Other TikTok users were cracking up at Kay’s post and found the situation hilarious. Some said that they couldn’t wait to use Kay’s recorded voice for their own posts. While others came up with some clever finesses of their own to implement against the online retail giant.
“I would’ve taken it home and then tell customer service it wasn’t delivered to the right address for a full refund,” one user wrote.
“I’m impressed that you found it lol,” another shared.
“Who they thought you was? Electro??” a third quipped.
Similarly, another Amazon customer claimed that one of their packages was incorrectly delivered to their apartment’s sprinkler room. “Amazon delivered my package to my complex’s sprinkler control room that is clearly labeled as sprinkler room,” they wrote.
Brynell noted in the comments that the image the driver took of the package post-delivery is how she was able to discover her packages were being brought to an electrical plant in the first place.
“Girrrlll how did you know to look there?!!” one TikToker asked.
The TikToker responded, “They uploaded the picture after they delivered, so I looked for the rocks and gates in the area.”
Other commenters couldn’t believe that a driver thought that was a decent place to leave a package and didn’t think to contact Kay to ensure they had the correct location.
“Amazon was like ‘this gonna have to do,'” one user wrote.
“This driver took this package to this location took a photo and said yeah that’s where this is supposed to be for sure and drove off lmao,” another stated.

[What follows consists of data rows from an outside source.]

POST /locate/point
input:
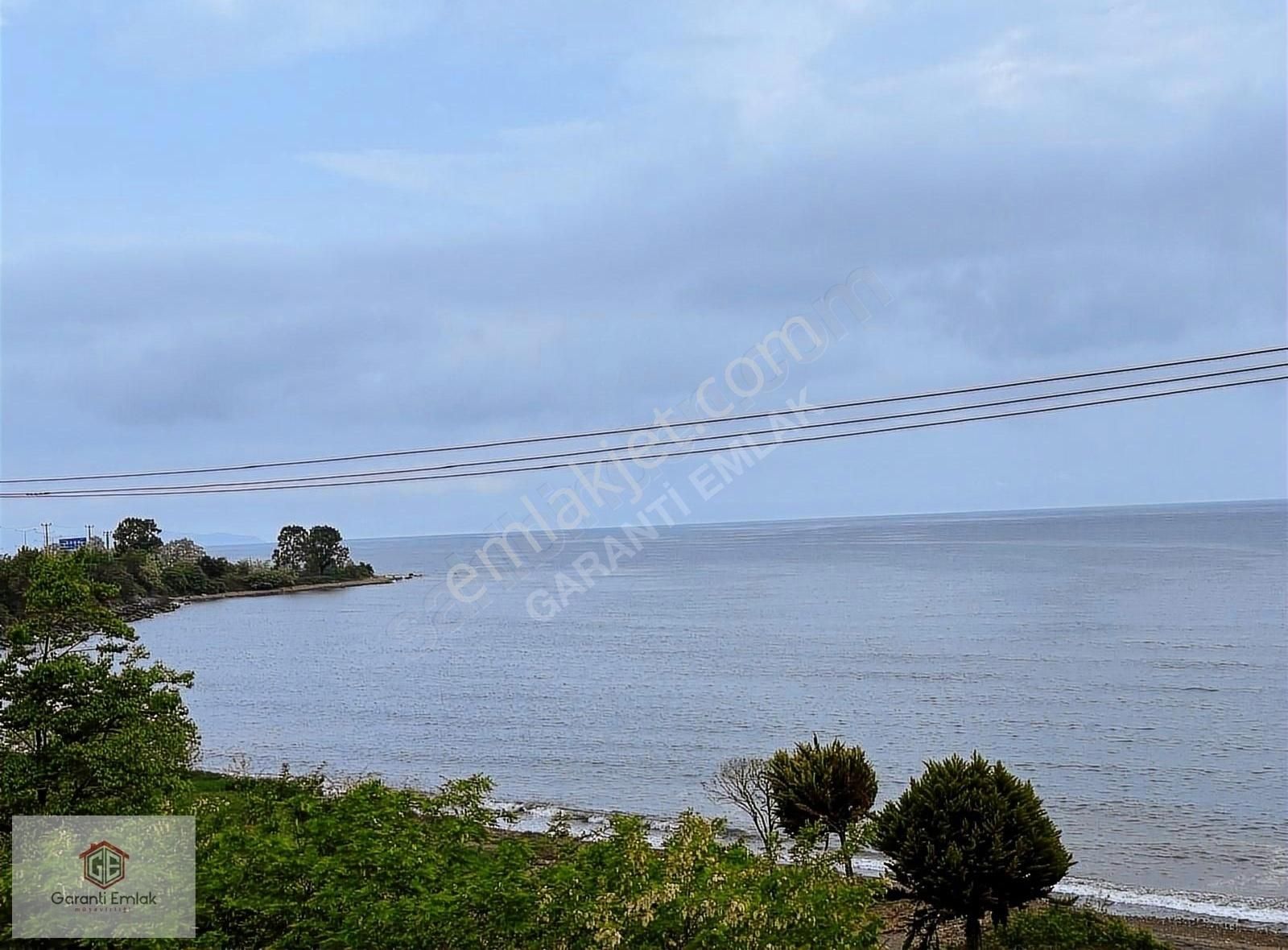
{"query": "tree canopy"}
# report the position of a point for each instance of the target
(137, 535)
(828, 787)
(969, 838)
(316, 551)
(87, 726)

Some TikTokers relayed their own delivery fails with Amazon, like a user who said that their driver called to inform them that because they couldn’t find their house, they just decided to bring the package to another location instead.
“One time the driver sent me a message saying they delivered my package to someone else’s house because they couldn’t find mine,” one viewer shared. “Unbelievable!”

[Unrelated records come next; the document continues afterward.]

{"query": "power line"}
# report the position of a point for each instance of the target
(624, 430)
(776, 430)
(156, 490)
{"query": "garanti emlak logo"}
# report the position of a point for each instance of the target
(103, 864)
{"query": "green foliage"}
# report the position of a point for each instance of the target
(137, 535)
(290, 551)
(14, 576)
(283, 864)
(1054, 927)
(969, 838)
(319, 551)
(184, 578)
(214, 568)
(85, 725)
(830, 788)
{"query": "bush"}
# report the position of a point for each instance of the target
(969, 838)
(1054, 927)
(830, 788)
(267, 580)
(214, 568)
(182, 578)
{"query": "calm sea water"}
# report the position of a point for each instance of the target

“One time they marked it as left with front desk or reception and it was by my little garden gnome,” a second added.
Folks who said that they used to work as Amazon delivery drivers chimed in to shed light on the situation from their perspective, too.
“As a former driver, I promise it’s that damn app that creates the route,” one viewer claimed. “One time it told me one of my stops was in Africa.”

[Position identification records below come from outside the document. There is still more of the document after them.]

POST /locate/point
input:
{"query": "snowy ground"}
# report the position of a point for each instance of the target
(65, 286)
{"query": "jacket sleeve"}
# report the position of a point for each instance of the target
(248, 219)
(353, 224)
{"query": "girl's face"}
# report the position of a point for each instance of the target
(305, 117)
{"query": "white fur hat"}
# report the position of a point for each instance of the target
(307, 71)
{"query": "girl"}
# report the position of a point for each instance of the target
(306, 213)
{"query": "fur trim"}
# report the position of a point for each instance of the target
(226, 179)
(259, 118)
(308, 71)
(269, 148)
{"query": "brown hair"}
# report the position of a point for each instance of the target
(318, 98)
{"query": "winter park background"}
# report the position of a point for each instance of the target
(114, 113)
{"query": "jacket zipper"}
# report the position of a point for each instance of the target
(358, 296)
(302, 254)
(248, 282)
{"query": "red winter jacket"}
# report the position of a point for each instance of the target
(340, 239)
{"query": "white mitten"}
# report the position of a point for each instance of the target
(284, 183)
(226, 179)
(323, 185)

According to US Global Mail, the percentage of Amazon failing to deliver a package to the correct addresses is less than 1%. However, with 1.6 million deliveries in a single day, that means there are still a large number of people (not relative to the number of successful deliveries) who are left scratching their heads and searching for what they’ve ordered.
The Daily Dot has reached out to Kay via email for further comment.